I wish I could find copies of the earliest Christmas sermons I preached when I was a young pastor. As I remember them, I was the Christmas Crusader, believing I was a one-man defender of the true meaning of this most wonderful holiday, protecting it against the onslaught of the many secular traditions that threatened to suffocate the tiny Baby in the manger, who was the one hope of the world.

Among the counterfeit Christmas scenarios were:

  • Santa Claus who came down chimneys with gifts;
  • Christmas trees decorated with ornaments and lights;
  • Christmas shopping for all extended family members;
  • Commercialism by all sorts of opportunistic businesses;
  • Books, music, and movies which created a secular Christmas culture;
  • Jingle bells, carolers, white Christmas, mistletoe — unspiritual trimmings.

While I was honing my Christmas Crusader skills in the 1960s, new threats to Christmas kept appearing in the media: Rudolph the Red-Nosed Reindeer, Frosty the Snowman, the Grinch who stole Christmas. They came fast and furious. It was harder and harder to fight them off, but that was my pastoral duty. Unfortunately, secular culture created new abuses faster than I could battle the old threats. In fact, some modern churches added to the problem by trying to outdo each other in Christmas spectacle and pageantry. If I didn’t keep defending the truth, the Gospel message would be obscured or lost.

Then there were the competing mid-winter holidays. The Jewish holiday of Hanukkah was struggling uphill for equal attention. Kwanzaa became a celebration of people who felt the need to affirm their African roots.
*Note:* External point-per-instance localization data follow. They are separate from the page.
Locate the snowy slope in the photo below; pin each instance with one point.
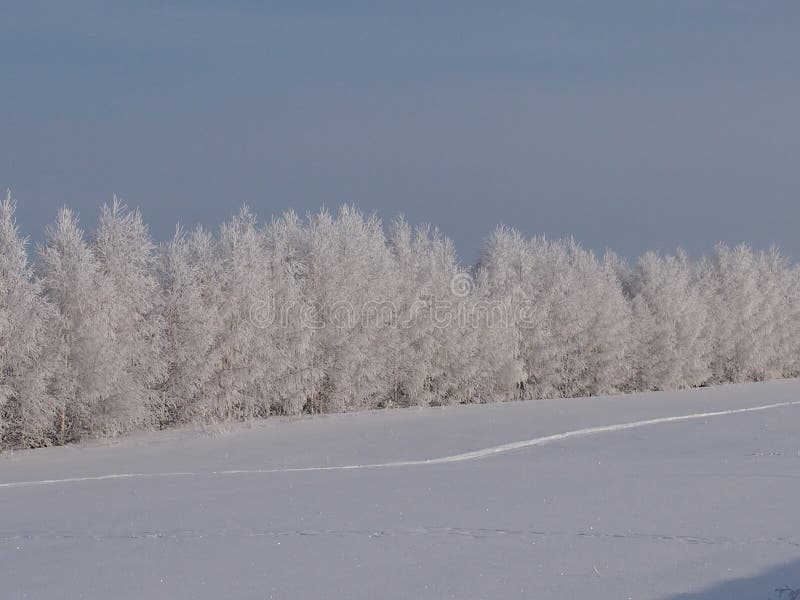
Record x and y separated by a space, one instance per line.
705 505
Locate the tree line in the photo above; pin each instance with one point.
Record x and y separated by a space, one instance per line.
106 333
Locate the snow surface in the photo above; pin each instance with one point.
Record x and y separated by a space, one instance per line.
489 501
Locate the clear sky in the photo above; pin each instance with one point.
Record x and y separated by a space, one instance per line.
630 125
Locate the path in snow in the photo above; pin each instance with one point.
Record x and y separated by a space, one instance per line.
705 504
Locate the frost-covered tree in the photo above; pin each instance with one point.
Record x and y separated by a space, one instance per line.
446 340
670 328
293 374
745 295
126 257
350 284
261 354
192 324
572 318
87 365
27 411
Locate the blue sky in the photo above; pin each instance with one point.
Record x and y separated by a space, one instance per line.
630 125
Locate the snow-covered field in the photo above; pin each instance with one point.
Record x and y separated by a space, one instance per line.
704 507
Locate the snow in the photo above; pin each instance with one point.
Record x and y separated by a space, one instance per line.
702 507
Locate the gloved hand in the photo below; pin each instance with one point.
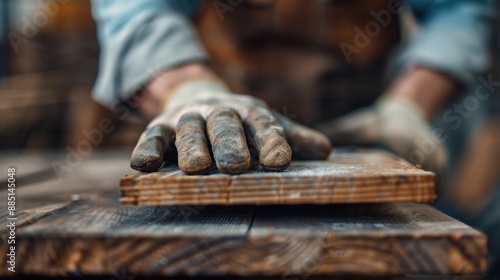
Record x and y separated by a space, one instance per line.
395 123
202 117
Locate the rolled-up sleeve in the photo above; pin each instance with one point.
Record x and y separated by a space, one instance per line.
139 39
454 38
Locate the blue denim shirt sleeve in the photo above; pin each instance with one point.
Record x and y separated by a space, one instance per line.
454 38
139 39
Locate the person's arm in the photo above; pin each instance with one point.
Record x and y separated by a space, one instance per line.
139 40
449 52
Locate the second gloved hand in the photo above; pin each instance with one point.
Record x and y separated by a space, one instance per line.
202 118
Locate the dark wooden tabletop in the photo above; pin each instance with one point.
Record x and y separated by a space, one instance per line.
74 225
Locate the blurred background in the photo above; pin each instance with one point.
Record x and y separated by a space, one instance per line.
47 69
48 65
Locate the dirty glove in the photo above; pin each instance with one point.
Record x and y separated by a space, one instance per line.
395 123
202 118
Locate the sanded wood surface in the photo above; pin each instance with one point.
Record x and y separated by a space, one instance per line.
78 227
347 177
90 237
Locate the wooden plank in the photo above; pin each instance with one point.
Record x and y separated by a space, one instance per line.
347 177
95 237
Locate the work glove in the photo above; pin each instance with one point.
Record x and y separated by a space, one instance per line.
395 123
202 118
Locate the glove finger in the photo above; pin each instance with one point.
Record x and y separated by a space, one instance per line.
192 145
154 143
269 138
228 141
357 128
306 143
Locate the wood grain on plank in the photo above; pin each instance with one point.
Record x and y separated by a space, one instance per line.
347 177
91 237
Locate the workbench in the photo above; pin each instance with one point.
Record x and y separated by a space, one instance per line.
75 225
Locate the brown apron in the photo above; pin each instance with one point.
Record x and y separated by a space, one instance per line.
288 52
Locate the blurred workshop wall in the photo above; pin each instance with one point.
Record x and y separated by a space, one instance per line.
51 52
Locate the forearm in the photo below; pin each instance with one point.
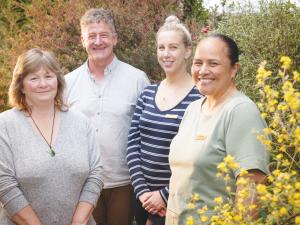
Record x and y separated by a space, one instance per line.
26 216
82 213
255 177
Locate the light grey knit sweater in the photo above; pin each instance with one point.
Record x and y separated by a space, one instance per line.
53 186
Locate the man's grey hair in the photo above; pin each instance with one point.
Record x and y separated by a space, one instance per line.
97 15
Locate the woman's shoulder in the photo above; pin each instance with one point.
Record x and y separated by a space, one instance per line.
74 116
241 104
10 115
150 89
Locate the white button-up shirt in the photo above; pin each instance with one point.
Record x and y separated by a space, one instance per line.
110 105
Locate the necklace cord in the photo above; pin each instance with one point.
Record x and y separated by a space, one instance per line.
52 152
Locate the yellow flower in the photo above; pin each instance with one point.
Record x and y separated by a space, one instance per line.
191 205
286 62
204 218
261 188
237 218
296 76
283 211
297 186
190 220
218 200
196 197
297 220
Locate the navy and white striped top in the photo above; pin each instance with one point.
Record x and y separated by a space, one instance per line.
149 141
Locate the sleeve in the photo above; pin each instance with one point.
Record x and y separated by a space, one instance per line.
143 82
93 184
241 141
134 152
164 193
11 196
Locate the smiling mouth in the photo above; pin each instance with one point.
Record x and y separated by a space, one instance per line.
168 63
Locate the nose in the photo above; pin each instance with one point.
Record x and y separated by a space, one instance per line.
98 40
166 53
203 69
42 82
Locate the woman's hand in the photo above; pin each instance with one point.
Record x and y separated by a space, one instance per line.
82 214
26 216
155 204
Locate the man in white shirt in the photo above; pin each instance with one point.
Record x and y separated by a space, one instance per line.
106 90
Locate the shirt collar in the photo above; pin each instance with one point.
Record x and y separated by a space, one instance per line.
108 69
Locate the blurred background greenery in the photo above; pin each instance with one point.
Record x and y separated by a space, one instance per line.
264 32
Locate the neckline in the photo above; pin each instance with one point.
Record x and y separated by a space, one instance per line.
221 106
37 134
163 111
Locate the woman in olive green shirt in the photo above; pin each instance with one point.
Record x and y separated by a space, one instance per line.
218 125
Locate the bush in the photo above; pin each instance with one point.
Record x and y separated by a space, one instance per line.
278 200
54 25
265 33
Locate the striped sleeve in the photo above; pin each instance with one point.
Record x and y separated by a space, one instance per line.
134 152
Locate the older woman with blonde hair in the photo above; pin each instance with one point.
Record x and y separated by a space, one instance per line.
49 161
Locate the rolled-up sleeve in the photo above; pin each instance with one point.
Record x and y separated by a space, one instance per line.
93 185
241 138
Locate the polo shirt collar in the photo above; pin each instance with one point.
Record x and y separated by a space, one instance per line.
108 69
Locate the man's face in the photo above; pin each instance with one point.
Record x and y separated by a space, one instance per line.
99 39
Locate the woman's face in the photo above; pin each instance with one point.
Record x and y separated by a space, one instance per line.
171 51
40 87
212 71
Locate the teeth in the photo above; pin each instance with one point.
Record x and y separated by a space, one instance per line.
206 81
168 63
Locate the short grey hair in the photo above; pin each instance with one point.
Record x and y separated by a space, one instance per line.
97 15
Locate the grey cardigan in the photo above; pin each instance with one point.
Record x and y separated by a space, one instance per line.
53 186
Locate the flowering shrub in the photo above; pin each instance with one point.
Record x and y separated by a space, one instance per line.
262 32
278 201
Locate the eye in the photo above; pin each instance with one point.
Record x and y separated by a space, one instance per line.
49 76
33 78
213 64
91 36
105 35
197 63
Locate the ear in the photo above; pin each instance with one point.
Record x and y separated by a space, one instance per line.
82 40
188 52
115 39
235 68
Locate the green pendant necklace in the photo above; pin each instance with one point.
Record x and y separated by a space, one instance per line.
51 150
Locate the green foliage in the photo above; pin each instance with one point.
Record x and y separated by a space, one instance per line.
54 25
262 34
193 9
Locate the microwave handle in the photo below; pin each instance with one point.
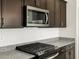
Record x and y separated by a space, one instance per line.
46 18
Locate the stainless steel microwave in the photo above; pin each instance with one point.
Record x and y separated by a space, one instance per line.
37 16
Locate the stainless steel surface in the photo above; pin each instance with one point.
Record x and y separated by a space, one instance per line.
37 9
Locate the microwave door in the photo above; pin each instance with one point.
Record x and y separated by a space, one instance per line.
46 19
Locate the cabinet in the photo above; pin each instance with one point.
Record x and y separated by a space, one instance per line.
37 3
60 13
11 13
51 15
30 2
57 13
63 13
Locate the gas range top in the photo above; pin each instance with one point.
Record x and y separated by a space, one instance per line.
37 48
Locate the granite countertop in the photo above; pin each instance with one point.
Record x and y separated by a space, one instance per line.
14 54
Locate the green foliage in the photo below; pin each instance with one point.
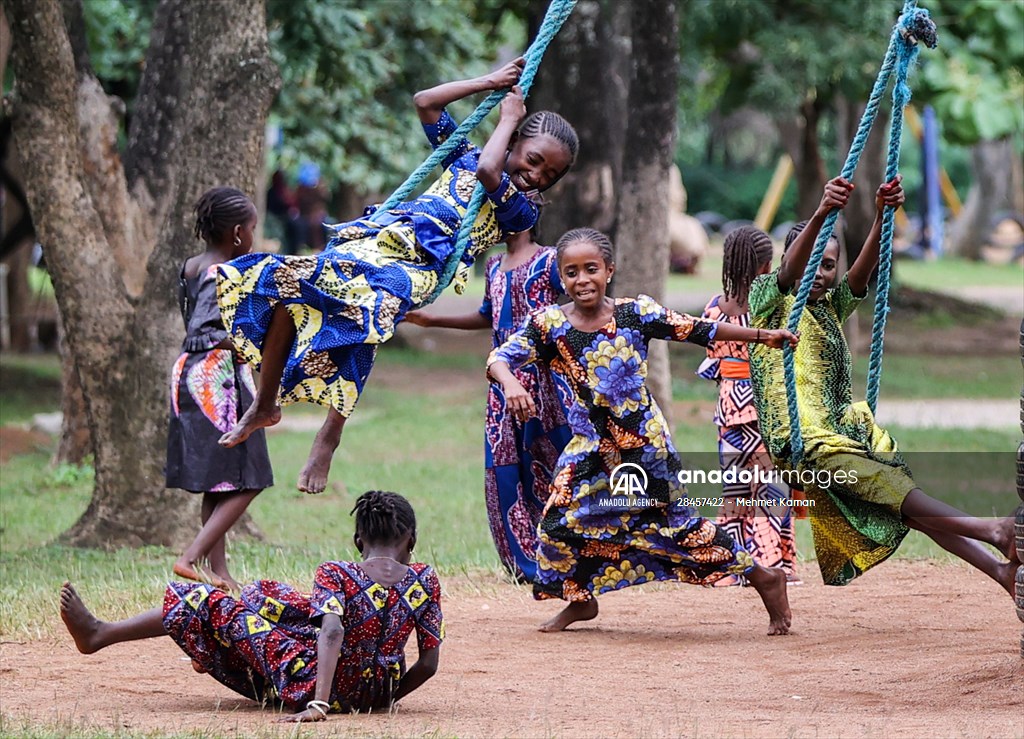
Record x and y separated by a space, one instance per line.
774 55
349 70
975 79
118 33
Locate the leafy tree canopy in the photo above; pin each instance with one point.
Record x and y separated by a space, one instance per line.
348 68
975 79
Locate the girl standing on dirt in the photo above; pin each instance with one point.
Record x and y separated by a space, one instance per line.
764 531
340 649
861 517
519 457
593 538
210 389
312 323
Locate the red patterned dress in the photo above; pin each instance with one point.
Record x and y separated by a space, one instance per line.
263 644
764 531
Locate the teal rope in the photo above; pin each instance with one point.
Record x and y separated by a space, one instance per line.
902 51
558 12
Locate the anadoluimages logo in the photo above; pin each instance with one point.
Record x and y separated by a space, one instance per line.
628 480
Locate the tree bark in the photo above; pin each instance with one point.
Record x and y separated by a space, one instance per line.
114 253
585 77
993 190
642 234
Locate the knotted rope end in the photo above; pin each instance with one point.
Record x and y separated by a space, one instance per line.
918 26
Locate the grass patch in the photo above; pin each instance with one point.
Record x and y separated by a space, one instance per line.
948 271
427 445
31 384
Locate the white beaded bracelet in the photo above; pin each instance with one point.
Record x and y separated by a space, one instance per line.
321 706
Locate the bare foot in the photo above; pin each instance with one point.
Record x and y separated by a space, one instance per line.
770 584
83 626
577 611
251 421
193 571
312 479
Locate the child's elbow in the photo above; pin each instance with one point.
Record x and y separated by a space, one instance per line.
422 101
488 176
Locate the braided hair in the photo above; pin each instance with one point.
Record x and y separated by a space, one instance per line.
218 211
383 517
745 250
590 235
551 124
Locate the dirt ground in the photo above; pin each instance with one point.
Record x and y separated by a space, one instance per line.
913 649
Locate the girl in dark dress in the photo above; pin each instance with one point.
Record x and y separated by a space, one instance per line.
210 390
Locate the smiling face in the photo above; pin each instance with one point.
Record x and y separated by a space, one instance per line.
825 276
585 273
536 163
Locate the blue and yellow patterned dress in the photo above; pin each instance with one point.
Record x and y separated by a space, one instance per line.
591 539
856 519
348 299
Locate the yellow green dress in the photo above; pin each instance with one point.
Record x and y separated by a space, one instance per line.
851 469
348 299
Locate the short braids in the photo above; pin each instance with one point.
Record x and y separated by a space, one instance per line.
218 211
383 517
590 235
744 251
551 124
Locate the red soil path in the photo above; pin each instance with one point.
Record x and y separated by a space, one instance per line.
913 649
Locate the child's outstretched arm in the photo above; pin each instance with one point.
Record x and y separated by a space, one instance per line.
469 321
774 338
889 194
424 669
492 164
328 652
429 103
518 401
837 194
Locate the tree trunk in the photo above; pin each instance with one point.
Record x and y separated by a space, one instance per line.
993 190
586 78
642 234
114 252
800 136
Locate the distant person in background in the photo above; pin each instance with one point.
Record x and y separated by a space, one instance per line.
311 197
282 205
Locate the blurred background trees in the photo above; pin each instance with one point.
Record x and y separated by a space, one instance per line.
740 84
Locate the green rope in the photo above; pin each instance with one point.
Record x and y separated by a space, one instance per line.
912 25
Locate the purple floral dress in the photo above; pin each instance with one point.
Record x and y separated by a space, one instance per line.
520 457
592 538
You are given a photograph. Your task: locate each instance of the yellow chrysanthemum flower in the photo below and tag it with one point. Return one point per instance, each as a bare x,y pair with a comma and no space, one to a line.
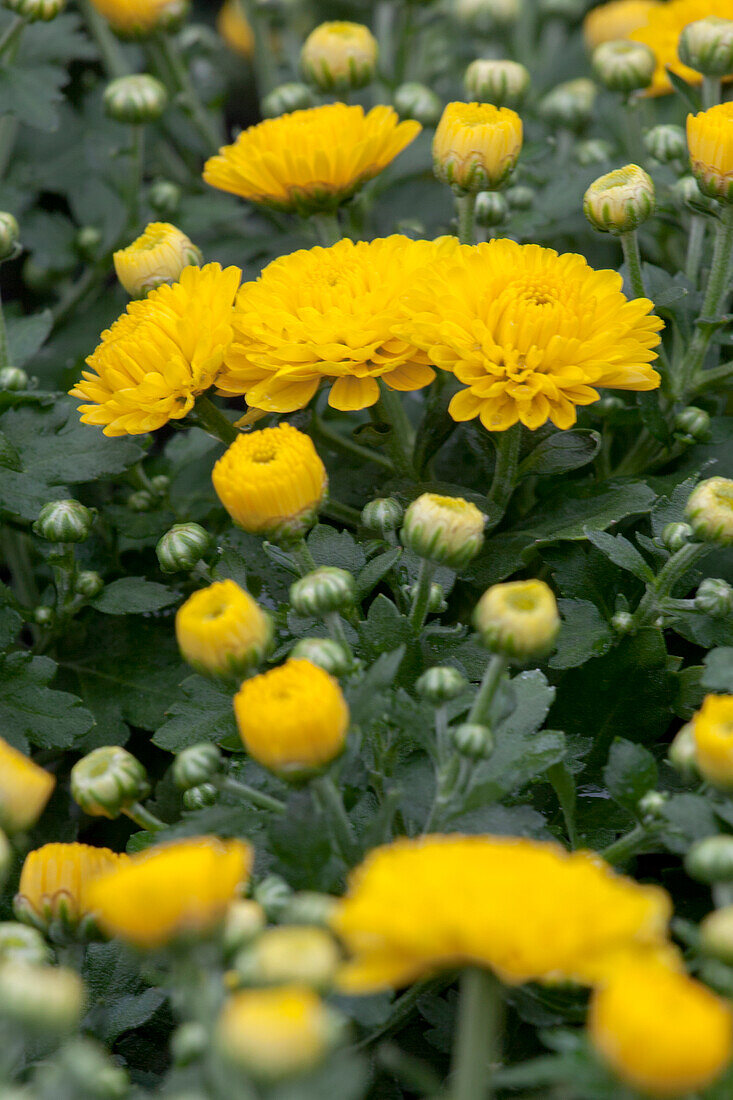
710,140
24,789
662,31
310,161
293,719
531,911
161,354
234,29
54,883
272,482
662,1032
329,314
616,20
177,889
531,333
221,630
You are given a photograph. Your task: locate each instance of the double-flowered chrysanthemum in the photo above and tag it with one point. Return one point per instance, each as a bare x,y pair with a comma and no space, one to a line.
531,333
329,314
161,354
310,161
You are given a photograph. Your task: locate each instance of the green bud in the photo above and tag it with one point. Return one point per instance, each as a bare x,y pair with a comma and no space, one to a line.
64,521
135,99
182,548
107,781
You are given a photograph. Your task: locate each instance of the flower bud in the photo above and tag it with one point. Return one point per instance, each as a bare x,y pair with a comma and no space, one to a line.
569,106
444,529
666,143
9,235
41,998
676,536
384,515
107,781
157,256
414,100
196,765
476,146
707,46
473,740
710,510
135,99
286,98
491,209
64,521
621,200
518,619
339,56
324,591
714,597
182,548
501,83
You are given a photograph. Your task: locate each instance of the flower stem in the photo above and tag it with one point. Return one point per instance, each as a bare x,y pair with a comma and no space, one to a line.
478,1038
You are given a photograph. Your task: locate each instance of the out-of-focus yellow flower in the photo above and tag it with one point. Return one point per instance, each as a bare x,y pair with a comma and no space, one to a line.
710,140
477,145
24,790
221,630
660,1031
531,333
329,314
174,890
272,482
234,29
157,256
310,161
293,719
161,354
616,20
527,910
662,31
54,882
712,730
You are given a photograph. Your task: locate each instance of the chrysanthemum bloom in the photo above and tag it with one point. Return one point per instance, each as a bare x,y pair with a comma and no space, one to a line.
275,1033
527,910
174,890
662,31
712,729
477,145
54,881
529,333
234,29
157,256
221,630
293,719
310,161
24,790
662,1032
710,140
329,315
616,20
161,354
272,482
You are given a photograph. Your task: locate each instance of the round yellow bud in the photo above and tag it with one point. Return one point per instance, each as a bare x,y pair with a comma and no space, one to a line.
222,631
710,510
293,719
272,482
157,256
477,146
339,56
518,619
621,200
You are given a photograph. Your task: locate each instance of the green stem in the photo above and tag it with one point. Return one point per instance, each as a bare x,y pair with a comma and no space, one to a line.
478,1040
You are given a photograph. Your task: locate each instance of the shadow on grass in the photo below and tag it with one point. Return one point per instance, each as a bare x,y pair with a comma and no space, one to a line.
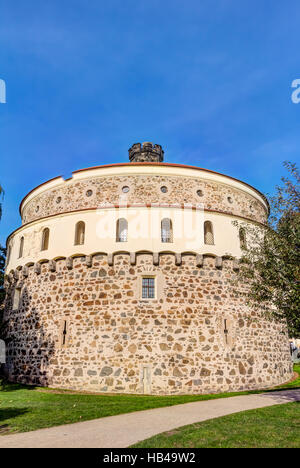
9,413
6,386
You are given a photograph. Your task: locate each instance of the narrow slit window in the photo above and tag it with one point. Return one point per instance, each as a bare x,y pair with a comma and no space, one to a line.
242,236
166,230
79,233
17,299
45,239
21,248
208,233
64,333
122,230
148,288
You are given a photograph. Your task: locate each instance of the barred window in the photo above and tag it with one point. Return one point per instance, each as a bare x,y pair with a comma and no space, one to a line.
148,288
242,236
122,230
21,248
166,230
45,239
17,299
79,233
208,233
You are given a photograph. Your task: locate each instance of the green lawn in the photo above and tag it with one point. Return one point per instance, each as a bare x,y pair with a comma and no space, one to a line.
24,408
272,427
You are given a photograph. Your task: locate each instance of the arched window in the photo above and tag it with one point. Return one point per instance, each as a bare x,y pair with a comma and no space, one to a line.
242,236
79,233
45,239
166,230
208,233
21,248
122,230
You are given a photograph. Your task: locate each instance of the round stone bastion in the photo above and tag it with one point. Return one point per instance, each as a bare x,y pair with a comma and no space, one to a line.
124,279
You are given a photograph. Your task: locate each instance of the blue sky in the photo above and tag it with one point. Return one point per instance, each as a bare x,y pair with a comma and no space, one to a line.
209,80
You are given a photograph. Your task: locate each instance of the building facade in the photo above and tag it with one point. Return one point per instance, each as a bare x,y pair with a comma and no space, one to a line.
122,279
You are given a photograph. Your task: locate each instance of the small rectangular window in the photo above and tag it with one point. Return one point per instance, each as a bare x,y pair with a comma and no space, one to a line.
148,288
64,333
17,297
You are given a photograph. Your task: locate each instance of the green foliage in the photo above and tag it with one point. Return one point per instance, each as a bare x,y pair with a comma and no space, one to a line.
271,263
2,266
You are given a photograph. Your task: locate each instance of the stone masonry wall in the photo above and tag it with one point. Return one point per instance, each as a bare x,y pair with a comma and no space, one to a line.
92,192
116,342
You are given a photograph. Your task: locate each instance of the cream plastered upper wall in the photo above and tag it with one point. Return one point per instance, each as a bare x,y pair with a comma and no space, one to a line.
144,234
145,169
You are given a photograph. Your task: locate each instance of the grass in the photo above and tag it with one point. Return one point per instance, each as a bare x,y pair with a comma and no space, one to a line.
24,408
272,427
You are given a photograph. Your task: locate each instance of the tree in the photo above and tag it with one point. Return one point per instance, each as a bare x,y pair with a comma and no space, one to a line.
271,257
2,263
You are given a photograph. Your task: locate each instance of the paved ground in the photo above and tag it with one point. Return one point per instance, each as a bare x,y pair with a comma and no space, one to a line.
126,429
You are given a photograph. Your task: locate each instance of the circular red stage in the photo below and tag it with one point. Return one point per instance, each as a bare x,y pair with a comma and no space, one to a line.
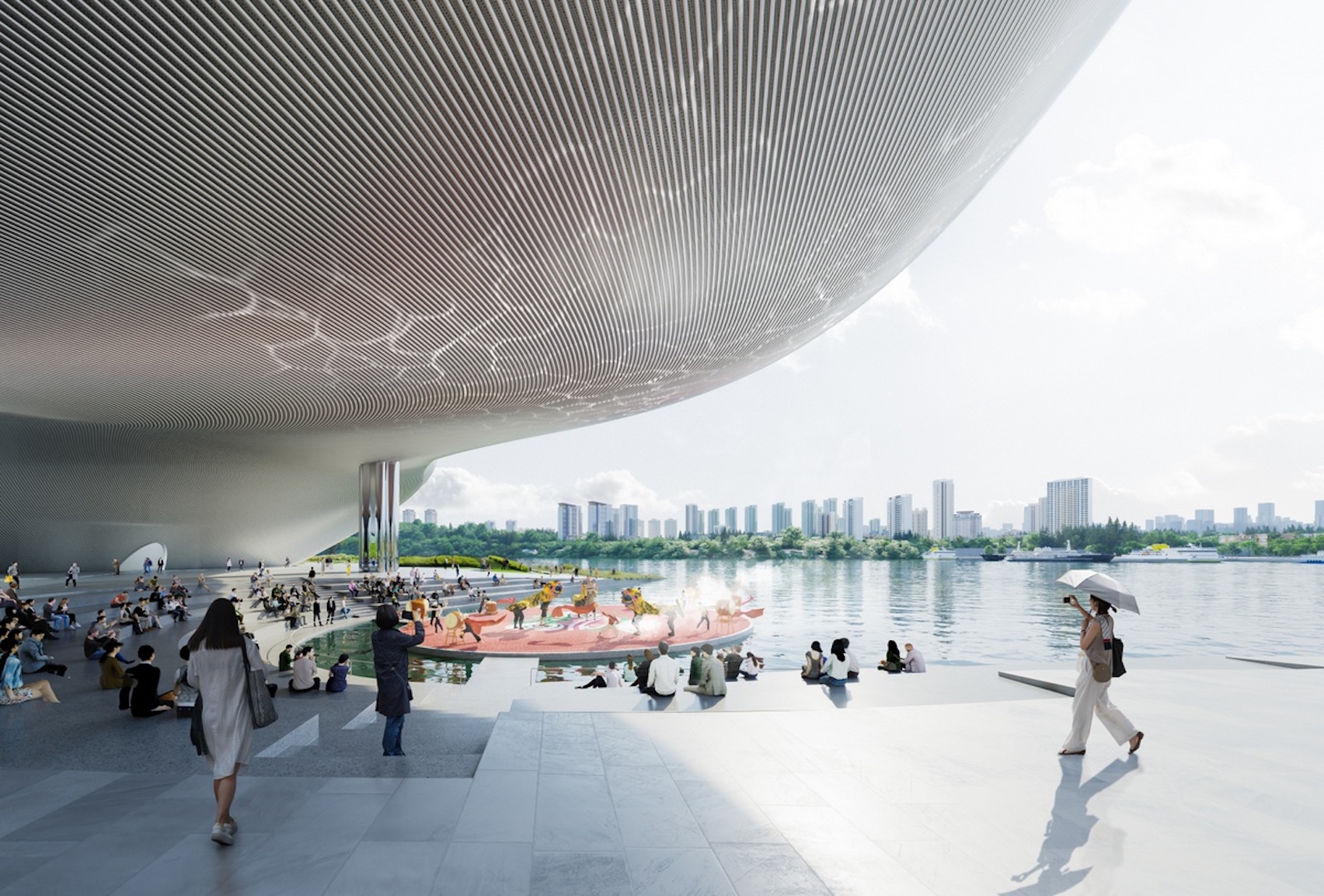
591,637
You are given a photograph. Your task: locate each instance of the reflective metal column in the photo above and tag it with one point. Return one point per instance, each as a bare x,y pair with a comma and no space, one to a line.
379,517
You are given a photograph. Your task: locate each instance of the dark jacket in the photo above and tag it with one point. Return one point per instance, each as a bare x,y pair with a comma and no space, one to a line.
391,664
139,694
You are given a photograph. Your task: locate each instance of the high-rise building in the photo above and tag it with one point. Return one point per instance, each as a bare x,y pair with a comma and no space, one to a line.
629,525
1241,519
809,518
853,521
570,521
1030,521
1068,504
901,515
968,525
693,521
919,521
944,508
828,523
599,519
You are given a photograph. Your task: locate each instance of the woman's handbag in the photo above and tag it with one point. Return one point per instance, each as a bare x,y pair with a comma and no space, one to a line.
259,696
1103,671
195,728
1118,668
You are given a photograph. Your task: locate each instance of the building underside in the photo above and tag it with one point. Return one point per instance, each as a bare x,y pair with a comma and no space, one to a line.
253,245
In Pasadena, it always seemed that Christmas was being shouldered out by New Year’s events, with the community focused on the Rose Parade and the Rose Bowl Game. It felt to me like a needed moment of comic relief when Jerry Stiller introduced a new holiday, “Festivus for the Rest of Us,” on a 1997 Seinfeld TV sitcom.

I’m not sure when the light went on for me. I moved from:

  • people can’t see the Tiny Baby because of all the distractions, to
  • people can see the Baby in spite of the distractions, to
  • people can’t avoid seeing the Baby no matter how many distractions they create, and finally to
  • people can’t help seeing the Baby through every Christmas distraction they have devised.

I saw that even in the original Christmas story, there are distractions. All the other characters in the Nativity scene have the potential to divert attention from the Baby: the fact that the unmarried mother claimed to be a virgin, the grubby, illiterate, uncouth shepherds, the exotic sorcerer/magicians from a pagan religion in the East, fearsome angelic heavenly hosts singing exuberantly. Who could be expected to focus on the tiny Baby? And yet, he remains the center of attention.

My current approach to Christmas traditions is to embrace them all, because I believe the Baby inspires them all! He liberates the oddball red-nosed Rudolph, helps the Little Drummer Boy find his true rhythm, melts the heart of the nasty Grinch (as well as Ebenezer Scrooge) and even fulfills the unrealistic dreams of magical magi (like astronomers, surgeons and nuclear scientists) in all generations. The Baby changes our image of grumpy old Grandpa into a jolly guy with a white beard who says “Ho, Ho, Ho” a lot, and he turns the coldest, bleakest time of the year into our favorite season. These stories which have accumulated around Christmas are not in competition with the Nativity event; they emanate from it, like sparks from the fire of his love. What God did that first Christmas morning cannot be contained in one historical account. It has been magnified and displayed through the prisms of folklore from multiple cultures and countless human lives ever since.

But the Baby has the (first and) last word!